I confess I do not love England. Love is a spirit which will not, with me at least, come at all. It bestows itself, and will not be commanded, having laws and an end of its own. But for that myriad humanity which throngs the cities of England I feel a profound pity; for it seems to me that in factory, in mine, in warehouse, the life they have chosen to live in the past, the lives those born into that country must almost inevitably lead now, is farther ofF from beauty, more remote from spirit, more alien from deity, than that led by any people hitherto in the memory of the world. I have no hatred for them. I do not think any of my countrymen have, however they may phrase the feeling in their hearts. I think it is a spiritual antagonism they feel which they translate into terms of the more limited conscious mind. I think their struggle is in reality not against flesh and blood, but is a portion of the everlasting battle against principalities and powers and spiritual wickedness in high places, which underlies every other battle which has been or will be fought by men. I do not say that everything English is stupid, invariably and inevitably wrong. But I do say that every act by which England would make our people other than they would be themselves, is stupid, invariably and inevitably wrong. Not invariably wrong, perhaps, when judged from the external point of view, but invariably wrong when judged from the interior spiritual standpoint. How terrible a thing it is to hinder the soul in its freedom, let the wild upheavals and the madness of protest bear witness.

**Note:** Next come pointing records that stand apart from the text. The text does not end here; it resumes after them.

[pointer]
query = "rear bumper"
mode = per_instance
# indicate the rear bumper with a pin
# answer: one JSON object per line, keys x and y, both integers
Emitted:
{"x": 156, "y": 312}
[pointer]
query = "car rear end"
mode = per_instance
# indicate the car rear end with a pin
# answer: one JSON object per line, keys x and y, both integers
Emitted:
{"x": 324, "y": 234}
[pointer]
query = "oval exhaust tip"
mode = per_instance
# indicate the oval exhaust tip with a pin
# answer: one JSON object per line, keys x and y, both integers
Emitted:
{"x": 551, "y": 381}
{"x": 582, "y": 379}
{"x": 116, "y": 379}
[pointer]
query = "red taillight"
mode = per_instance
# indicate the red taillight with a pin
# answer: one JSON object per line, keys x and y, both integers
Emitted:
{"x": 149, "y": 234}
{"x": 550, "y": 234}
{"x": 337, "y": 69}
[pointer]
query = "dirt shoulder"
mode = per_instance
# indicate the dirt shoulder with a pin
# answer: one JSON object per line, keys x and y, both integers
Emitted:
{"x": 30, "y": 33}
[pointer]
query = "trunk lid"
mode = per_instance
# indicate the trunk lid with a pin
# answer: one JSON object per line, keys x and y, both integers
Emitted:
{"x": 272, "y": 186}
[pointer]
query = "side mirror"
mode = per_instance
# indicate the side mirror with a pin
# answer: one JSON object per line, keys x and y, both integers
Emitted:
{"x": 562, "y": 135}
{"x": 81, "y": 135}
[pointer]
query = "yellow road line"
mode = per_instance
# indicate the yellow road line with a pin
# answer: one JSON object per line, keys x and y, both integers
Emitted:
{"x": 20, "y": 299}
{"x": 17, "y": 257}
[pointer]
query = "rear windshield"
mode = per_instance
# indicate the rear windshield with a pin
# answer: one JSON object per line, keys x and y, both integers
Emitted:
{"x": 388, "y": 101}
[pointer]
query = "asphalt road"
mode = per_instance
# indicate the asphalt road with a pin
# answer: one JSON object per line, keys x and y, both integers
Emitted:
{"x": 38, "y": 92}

Though we are old, ethnologically considered, yet as a nation, a collective unit, we are young or yet unborn. If the stupefying influence of foreign control were removed, if we had charge of our own national affairs, it would mean the starting up into sudden life of a thousand dormant energies, spiritual, intellectual, artistic, social, economic, and human. The national spirit, like a beautiful woman, cannot or will not reveal itself wholly while a coarse presence is near, an unwelcome stranger in possession of the home. It is shy, hiding itself away in remote valleys, or in haunted mountains, or deep in the quiet of hearts that do not reveal themselves. Only to its own will it come and sing its hopes and dreams; not selfishly for itself alone, but sharing in the universal human hopes, and desirous of solving some of the eternal [143] problems. Being still so young as a nation, and before the true starting of our career, we might say of ourselves as the great American poet of his race, with which so many of our own have mingled.

Have the elder races halted? / Do they droop and end their lesson, wearied, over there beyond the seas? / We take up the task eternal, and the burden, and the lesson. / Pioneers! Oh, pioneers!